Decisão Terminativa de 2º Grau

Correção Monetária 0802394-39.2020.8.18.0140


Decisão Terminativa

poder judiciário 
tribunal de justiça do estado do piauí
GABINETE DO Desembargador MARIO BASILIO DE MELO

PROCESSO Nº: 0802394-39.2020.8.18.0140
CLASSE: APELAÇÃO CÍVEL (198)
ASSUNTO(S): [Correção Monetária]
APELANTE: ADAO VIEIRA DO VALE
APELADO: BANCO DO BRASIL SA


JuLIA Explica

DECISÃO TERMINATIVA


APELAÇÃO CÍVEL. AÇÃO REVISIONAL DO PASEP C/C INDENIZAÇÃO POR DANOS MATERIAIS E MORAIS. JULGAMENTO MONOCRÁTICO (ART. 932, IV, "b", DO CPC). APLICAÇÃO IMEDIATA DE PRECEDENTE VINCULANTE INDEPENDENTE DE TRÂNSITO EM JULGADO (ART. 1.040, III, CPC). TEMA REPETITIVO 1150/STJ. LEGITIMIDADE PASSIVA DO BANCO DO BRASIL E PRESCRIÇÃO DECENAL. TEMA REPETITIVO 1300/STJ. SAQUES EFETUADOS SOB AS RUBRICAS FOPAG E C/C. ÔNUS DA PROVA DO PARTICIPANTE (AUTOR). INCABÍVEL A INVERSÃO DO ÔNUS DA PROVA PELO CDC. AUSÊNCIA DE JUNTADA DE CONTRACHEQUES DA ÉPOCA. DESATENDIMENTO DO ART. 373, I, DO CPC. SENTENÇA DE IMPROCEDÊNCIA MANTIDA. RECURSO CONHECIDO E DESPROVIDO.


I - RELATÓRIO 

Trata-se de recurso de Apelação Cível interposto por ADÃO VIEIRA DO VALE em face da sentença proferida pelo Juízo de Direito da 8ª Vara Cível da Comarca de Teresina-PI, nos autos da Ação Revisional do PASEP c/c Danos Morais movida contra o BANCO DO BRASIL S.A.
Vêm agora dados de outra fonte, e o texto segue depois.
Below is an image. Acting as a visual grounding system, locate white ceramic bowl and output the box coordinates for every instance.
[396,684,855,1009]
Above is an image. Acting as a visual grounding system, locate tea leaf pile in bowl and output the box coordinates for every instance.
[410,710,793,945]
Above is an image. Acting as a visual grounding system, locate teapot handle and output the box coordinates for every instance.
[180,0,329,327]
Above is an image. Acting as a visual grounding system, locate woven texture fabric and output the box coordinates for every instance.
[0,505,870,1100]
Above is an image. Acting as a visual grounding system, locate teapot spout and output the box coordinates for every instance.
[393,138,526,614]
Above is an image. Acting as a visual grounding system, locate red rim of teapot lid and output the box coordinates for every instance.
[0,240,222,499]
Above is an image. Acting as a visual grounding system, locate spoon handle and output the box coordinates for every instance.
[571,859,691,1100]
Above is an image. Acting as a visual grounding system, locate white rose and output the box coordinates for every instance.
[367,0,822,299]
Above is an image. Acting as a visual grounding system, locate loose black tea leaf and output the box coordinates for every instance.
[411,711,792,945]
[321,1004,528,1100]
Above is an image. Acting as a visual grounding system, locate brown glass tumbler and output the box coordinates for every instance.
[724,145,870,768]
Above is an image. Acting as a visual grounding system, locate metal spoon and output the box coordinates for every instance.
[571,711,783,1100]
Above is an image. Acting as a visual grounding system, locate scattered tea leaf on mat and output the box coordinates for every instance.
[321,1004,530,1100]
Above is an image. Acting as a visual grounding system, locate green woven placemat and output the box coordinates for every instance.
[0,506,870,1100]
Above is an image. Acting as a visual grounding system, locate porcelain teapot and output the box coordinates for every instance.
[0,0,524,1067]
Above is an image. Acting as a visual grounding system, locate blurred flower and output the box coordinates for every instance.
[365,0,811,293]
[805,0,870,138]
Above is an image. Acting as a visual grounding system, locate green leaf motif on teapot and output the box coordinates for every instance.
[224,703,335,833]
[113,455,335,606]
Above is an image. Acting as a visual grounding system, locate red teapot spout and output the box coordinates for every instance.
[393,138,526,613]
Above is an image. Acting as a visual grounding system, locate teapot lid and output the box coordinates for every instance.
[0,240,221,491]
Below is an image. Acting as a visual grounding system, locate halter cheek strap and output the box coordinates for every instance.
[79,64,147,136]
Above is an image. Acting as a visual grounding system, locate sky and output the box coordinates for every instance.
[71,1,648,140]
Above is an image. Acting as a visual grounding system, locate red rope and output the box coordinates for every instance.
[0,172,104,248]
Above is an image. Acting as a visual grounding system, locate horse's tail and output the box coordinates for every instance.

O juízo a quo julgou improcedentes os pedidos formulados na inicial, extinguindo o feito com resolução do mérito (art. 487, I, do CPC), por entender não haver provas de desfalques injustificados, uma vez que as rubricas constantes nos extratos indicavam o repasse dos valores para a conta corrente e folha de pagamento do autor.

Irresignado, o autor interpôs o presente recurso de apelação alegando, em síntese, que a sentença seria nula por dispensar a realização de perícia técnica. No mérito, defende a aplicação do Código de Defesa do Consumidor (CDC) com a consequente inversão do ônus da prova, argumentando que competiria ao Banco do Brasil comprovar o destino dos valores supostamente subtraídos de sua conta do PASEP.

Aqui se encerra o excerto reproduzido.